Why it matters: This could be the ultimate test of Wall Street’s current buy-the-dip ethos and the option market mania that has driven equity prices and valuations through the roof despite a withering economy.
- Can a hot tech stock continue to rise, even after being accused of essentially being the next Theranos?
Background: Nikola went public earlier this year through a reverse merger with a blank-check company and has recorded no meaningful revenue, yet reached a market valuation higher than Ford and provided an 11% stake to GM worth $2 billion.
What’s happening: Short sellers are effectively locked out of Nikola’s shares going forward, says Ihor Dusaniwsky, managing director of Predictive Analytics at S3 Partners, which tracks short sales, or bearish bets that a stock’s price will fall.
What he’s saying: “Short selling can not be a driver of price movement in the near future due to a severe lack of stock loan availability,” Dusaniwsky said in a note to clients.

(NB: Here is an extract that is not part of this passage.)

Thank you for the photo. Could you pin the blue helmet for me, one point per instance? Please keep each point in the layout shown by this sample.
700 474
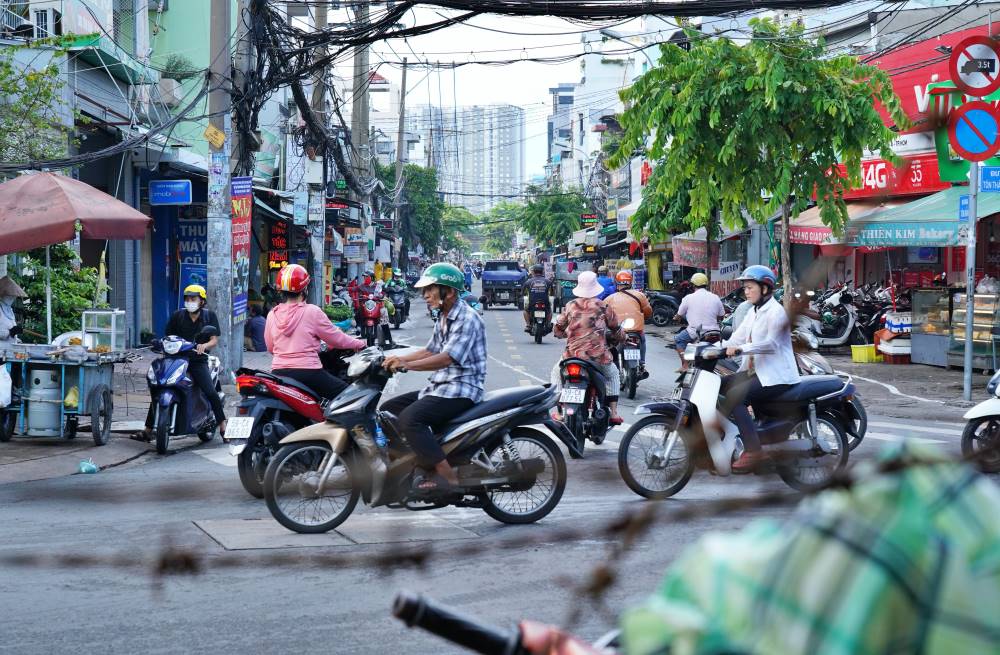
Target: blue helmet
759 274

- “Because non-insider NKLA holders are predominantly retail based who are not active lenders of stock nor in margin accounts and there are not many institutional or hedge fund holders who actively lend stock, or whose stock is [rehypothecated] and lent out, the overall lendable supply of NKLA stock is very small.”
- Just 1.3 million of the 106 million shares traded on Monday had short exposure, and it’s likely the ratio will stay that way for some time.
What it means: The lack of short sellers and the high percentage of shares owned by retail traders could push Nikola’s price higher, even in the face of an SEC investigation, as the retail market has shown little worry about fundamentals.
- This was best evidenced by car rental giant Hertz, which saw its stock rise 95% in three weeks after declaring bankruptcy in late May. (Though it has since fallen by 52% from its May 22 level and is down 92% year to date.)
Watch this space: Those betting against Nikola “are walking a tightrope,” Dusaniwsky says, as fees to borrow the stock for shorting have risen to 25%, or nearly 100 times the average fee for other auto companies popular among short sellers.
- And fees could rise back to the 600% level seen as recently as July, he warns.
Editor’s note: Article clarifies that Nikola provided GM with an 11% stake worth $2 billion, rather than selling it to the company. The deal is part of a partnership between the two companies.